Strzembosz: Dwója z historii dla premiera Morawieckiego

Pan premier został naładowany jakąś czarną legendą - uważa były I prezes Sądu Najwyższego Adam Strzembosz. Skomentował tak treść pisma rozdawanego przez Morawieckiego dziennikarzom w Brukseli.

Aktualizacja: 25.01.2018 09:43 Publikacja: 25.01.2018 07:47

prof. Adam Strzembosz

prof. Adam Strzembosz

Foto: rp.pl

amk

Morawiecki tłumaczy w nim powody przeprowadzanej w Polsce reformy sądownictwa. "W Sądzie Najwyższym wciąż zasiadają sędziowie, którzy byli zaangażowani w ferowanie surowych, politycznie umotywowanych wyroków w czasie stanu wojennego w latach 80." - pisze, dodając też uwagi o sędziach-łapówkarzach, informatorach komunistycznego aparatu bezpieczeństwa oraz o kolesiostwie.

 

Dokument liczy siedem stron.

Były Pierwszy Prezes SN Adam Strzembosz wytknął premierowi, że nie wie, iż ustawą z grudnia 1989, która wprowadzała  Krajową Radę Sądownictwa i zmieniała zasady wyboru na stanowiska sędziowskie, skrócono też kadencje sędziów dawnego reżimu.

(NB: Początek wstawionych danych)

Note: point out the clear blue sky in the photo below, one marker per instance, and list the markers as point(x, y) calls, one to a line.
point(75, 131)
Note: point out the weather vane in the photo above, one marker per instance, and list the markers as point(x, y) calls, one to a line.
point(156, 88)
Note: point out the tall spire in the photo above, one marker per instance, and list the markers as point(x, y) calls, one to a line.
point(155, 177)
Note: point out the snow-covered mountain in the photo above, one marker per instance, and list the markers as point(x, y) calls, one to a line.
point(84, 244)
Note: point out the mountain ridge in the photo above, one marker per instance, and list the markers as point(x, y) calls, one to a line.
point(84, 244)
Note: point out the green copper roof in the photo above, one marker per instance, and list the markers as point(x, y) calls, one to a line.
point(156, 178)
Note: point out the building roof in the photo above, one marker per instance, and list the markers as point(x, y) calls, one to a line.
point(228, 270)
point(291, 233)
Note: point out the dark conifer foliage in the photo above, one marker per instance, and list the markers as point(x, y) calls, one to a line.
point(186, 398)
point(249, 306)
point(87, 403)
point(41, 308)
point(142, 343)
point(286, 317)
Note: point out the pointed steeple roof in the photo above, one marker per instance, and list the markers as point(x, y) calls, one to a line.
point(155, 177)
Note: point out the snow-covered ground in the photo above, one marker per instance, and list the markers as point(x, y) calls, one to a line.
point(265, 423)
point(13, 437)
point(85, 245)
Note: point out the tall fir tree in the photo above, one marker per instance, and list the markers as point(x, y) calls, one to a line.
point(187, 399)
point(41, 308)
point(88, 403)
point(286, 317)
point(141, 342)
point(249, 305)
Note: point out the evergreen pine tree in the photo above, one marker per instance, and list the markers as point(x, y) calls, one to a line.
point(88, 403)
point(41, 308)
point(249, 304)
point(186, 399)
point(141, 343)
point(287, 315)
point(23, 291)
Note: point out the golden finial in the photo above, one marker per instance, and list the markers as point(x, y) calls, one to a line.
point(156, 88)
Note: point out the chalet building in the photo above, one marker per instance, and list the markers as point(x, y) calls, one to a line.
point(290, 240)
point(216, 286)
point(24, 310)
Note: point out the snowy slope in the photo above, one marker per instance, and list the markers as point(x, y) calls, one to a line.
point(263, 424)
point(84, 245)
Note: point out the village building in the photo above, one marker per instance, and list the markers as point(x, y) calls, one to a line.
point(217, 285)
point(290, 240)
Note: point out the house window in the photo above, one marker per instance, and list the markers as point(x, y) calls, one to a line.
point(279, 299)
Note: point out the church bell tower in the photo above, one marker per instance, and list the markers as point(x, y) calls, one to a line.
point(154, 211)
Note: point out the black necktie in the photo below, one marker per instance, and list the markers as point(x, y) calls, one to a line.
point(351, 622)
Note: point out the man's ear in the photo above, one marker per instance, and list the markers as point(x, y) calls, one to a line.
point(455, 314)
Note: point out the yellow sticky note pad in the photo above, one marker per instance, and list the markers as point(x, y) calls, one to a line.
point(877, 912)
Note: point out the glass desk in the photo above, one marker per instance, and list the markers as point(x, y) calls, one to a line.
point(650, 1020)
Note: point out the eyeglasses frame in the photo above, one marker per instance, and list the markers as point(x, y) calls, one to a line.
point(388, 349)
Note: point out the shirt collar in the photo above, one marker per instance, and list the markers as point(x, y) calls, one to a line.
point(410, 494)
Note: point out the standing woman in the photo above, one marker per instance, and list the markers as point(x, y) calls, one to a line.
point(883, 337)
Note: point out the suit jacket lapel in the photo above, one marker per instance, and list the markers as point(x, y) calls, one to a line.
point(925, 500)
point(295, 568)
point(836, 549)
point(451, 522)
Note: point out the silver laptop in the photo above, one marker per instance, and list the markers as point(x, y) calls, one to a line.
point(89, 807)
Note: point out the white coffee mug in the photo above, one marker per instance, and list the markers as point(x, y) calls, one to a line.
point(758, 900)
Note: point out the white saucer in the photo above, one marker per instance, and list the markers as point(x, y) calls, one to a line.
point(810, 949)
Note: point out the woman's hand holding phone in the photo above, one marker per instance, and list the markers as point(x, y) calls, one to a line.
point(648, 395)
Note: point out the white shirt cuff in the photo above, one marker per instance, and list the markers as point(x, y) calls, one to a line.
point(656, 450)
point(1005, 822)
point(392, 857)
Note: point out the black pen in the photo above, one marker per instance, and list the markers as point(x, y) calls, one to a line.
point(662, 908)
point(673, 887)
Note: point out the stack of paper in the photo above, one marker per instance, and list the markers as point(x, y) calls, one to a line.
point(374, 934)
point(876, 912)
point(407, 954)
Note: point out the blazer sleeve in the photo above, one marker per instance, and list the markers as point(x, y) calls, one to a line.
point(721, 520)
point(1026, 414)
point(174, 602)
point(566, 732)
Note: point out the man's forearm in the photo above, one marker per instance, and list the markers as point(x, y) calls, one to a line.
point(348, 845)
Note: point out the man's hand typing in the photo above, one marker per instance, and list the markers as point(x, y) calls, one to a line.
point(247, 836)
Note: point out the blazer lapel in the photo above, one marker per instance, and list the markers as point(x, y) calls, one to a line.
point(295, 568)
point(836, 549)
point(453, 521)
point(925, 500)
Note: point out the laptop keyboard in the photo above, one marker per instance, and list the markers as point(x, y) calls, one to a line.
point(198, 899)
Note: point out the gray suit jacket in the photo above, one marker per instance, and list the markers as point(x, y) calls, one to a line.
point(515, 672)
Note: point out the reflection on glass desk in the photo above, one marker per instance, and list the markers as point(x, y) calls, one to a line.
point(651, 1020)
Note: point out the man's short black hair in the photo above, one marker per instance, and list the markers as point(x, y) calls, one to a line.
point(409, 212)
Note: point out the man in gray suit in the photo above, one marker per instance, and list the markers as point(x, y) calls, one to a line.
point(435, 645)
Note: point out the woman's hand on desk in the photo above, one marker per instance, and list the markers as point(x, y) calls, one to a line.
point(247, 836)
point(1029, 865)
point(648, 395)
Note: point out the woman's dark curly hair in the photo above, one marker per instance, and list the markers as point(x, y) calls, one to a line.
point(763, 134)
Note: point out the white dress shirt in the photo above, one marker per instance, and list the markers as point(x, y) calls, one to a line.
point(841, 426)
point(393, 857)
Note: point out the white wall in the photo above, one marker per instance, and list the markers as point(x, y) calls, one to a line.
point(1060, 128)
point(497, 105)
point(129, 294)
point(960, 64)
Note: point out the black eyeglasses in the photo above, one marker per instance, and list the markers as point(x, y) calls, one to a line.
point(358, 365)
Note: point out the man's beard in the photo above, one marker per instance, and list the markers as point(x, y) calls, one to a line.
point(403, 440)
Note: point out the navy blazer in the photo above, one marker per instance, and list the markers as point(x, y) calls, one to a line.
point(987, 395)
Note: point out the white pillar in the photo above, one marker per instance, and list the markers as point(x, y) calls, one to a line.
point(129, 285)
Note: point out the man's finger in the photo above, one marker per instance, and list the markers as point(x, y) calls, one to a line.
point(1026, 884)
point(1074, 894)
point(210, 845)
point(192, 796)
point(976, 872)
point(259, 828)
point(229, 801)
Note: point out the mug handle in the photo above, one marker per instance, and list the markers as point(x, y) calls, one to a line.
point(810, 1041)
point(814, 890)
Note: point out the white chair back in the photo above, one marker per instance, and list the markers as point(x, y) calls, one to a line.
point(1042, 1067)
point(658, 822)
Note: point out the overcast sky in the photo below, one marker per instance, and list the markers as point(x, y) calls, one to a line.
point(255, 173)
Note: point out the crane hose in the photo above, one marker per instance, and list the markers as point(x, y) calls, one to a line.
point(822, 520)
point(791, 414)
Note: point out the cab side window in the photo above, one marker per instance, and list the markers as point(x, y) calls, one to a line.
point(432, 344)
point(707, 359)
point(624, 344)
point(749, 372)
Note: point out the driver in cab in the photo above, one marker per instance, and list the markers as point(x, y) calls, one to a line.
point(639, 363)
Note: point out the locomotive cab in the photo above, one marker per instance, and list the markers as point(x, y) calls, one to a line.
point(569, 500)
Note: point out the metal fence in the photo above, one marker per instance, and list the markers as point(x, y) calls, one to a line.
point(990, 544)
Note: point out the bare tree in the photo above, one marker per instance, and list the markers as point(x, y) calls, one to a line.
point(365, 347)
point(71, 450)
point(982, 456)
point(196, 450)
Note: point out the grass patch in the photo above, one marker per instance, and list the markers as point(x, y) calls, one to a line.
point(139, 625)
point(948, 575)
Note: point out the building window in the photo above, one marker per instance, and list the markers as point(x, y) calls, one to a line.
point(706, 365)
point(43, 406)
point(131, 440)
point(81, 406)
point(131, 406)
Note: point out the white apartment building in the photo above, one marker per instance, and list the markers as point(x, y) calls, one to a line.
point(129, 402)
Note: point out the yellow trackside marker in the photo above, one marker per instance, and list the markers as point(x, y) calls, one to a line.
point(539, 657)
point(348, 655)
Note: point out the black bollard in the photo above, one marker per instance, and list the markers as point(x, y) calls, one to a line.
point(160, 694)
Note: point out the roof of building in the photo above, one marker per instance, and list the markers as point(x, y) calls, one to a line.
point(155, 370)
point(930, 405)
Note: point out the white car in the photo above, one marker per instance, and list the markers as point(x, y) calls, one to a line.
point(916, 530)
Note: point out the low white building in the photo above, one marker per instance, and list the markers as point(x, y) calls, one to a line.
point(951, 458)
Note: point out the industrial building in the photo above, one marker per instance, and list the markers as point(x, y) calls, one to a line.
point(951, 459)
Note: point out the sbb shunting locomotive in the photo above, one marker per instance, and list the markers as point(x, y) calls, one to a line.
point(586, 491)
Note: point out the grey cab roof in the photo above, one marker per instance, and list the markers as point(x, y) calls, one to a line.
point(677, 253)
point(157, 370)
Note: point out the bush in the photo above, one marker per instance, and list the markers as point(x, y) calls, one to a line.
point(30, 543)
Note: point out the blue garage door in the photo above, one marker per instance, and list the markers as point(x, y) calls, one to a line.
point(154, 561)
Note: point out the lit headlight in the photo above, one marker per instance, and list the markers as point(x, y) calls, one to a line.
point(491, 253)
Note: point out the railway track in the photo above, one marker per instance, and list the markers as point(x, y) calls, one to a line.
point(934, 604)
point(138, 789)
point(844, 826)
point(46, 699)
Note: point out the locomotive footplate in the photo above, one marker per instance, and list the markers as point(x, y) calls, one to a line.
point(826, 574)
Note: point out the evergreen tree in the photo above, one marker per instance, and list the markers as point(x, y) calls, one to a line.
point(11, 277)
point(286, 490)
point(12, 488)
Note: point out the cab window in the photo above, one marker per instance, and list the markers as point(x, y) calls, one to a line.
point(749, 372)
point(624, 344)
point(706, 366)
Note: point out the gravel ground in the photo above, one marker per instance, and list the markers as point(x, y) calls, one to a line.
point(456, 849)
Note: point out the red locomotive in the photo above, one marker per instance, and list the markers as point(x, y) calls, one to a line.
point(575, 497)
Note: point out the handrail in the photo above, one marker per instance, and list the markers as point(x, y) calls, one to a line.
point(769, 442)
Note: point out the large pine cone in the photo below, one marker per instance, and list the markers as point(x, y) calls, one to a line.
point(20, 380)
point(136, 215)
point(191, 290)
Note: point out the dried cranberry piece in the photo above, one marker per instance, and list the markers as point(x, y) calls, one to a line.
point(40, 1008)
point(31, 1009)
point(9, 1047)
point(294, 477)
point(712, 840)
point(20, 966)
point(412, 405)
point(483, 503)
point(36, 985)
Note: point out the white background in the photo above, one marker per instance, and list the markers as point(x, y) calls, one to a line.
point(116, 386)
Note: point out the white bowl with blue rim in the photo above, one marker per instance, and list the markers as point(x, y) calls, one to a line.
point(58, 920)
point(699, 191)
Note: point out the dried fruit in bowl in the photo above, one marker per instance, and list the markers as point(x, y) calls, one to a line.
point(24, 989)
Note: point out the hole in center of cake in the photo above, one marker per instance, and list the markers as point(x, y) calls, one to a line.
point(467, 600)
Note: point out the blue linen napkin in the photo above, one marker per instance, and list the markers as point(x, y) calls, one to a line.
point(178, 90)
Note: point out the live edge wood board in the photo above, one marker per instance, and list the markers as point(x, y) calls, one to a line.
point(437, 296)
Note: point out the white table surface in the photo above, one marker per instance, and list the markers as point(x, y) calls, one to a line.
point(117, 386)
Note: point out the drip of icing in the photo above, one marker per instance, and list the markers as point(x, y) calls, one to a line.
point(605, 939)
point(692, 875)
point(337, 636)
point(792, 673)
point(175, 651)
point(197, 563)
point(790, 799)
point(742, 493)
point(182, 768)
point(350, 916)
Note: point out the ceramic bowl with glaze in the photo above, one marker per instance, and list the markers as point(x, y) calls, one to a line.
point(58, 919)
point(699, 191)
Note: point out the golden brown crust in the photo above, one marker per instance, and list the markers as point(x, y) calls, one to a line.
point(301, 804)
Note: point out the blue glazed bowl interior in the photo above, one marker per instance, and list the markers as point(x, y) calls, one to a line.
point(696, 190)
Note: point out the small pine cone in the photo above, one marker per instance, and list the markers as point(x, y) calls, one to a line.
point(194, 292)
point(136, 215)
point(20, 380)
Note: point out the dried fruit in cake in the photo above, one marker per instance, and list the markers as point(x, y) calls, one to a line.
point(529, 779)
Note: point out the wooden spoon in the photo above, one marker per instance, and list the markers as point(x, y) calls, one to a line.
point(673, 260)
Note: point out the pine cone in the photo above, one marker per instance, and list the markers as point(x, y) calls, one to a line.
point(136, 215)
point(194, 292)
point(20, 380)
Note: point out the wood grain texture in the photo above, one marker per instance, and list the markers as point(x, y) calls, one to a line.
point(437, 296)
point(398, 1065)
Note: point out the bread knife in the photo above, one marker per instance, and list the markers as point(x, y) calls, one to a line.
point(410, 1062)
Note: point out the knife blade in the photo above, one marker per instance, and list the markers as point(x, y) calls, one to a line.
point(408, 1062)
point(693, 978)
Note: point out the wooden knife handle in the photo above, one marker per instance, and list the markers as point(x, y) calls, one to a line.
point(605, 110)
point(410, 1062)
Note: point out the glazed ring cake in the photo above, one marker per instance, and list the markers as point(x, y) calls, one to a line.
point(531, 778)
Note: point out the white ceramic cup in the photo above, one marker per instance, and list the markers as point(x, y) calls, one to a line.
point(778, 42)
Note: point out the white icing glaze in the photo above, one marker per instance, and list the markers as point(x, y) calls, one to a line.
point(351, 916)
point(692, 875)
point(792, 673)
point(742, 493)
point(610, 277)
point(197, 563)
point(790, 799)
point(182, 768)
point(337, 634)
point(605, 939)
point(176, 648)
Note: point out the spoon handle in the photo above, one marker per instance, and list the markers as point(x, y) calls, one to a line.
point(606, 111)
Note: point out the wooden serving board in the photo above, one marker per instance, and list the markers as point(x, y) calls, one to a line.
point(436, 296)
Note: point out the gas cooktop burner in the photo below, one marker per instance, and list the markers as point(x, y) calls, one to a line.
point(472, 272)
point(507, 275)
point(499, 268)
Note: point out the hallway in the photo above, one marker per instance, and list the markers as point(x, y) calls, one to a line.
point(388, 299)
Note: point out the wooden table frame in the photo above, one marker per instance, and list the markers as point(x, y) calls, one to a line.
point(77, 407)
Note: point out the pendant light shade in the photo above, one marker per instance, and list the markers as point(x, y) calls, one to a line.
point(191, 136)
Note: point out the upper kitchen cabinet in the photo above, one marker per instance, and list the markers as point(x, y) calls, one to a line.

Profesor zauważył, że na mocy tej ustawy w składzie Sadu Najwyższego znalazła się "bardzo liczna grupa sędziów", którzy powinni zostać nazwani "bohaterami Solidarności". 

Jako przykład takiej osoby Strzembosz przywołał sędzię Romer. 

- Pani Teresa Romer przywróciła do pracy Jarosława Kaczyńskiego. Ciekawym, czy jej kiedyś podziękował, bo za to dostała bardzo nieprzyjemny wytyk z Sądu Najwyższego, który właściwie eliminował ją ze wszystkich awansów - wskazał profesor Strzembosz.

Profesor przyznał, że w środowisku są sędziowie, którzy orzekali w stanie wojennym, ale, jak zauważył, wśród nich dwunastu otrzymało od prezydenta Komorowskiego wysokie odznaczenia państwowe, bo wyroki, jakie w tym okresie wydawali, były uniewinniające. 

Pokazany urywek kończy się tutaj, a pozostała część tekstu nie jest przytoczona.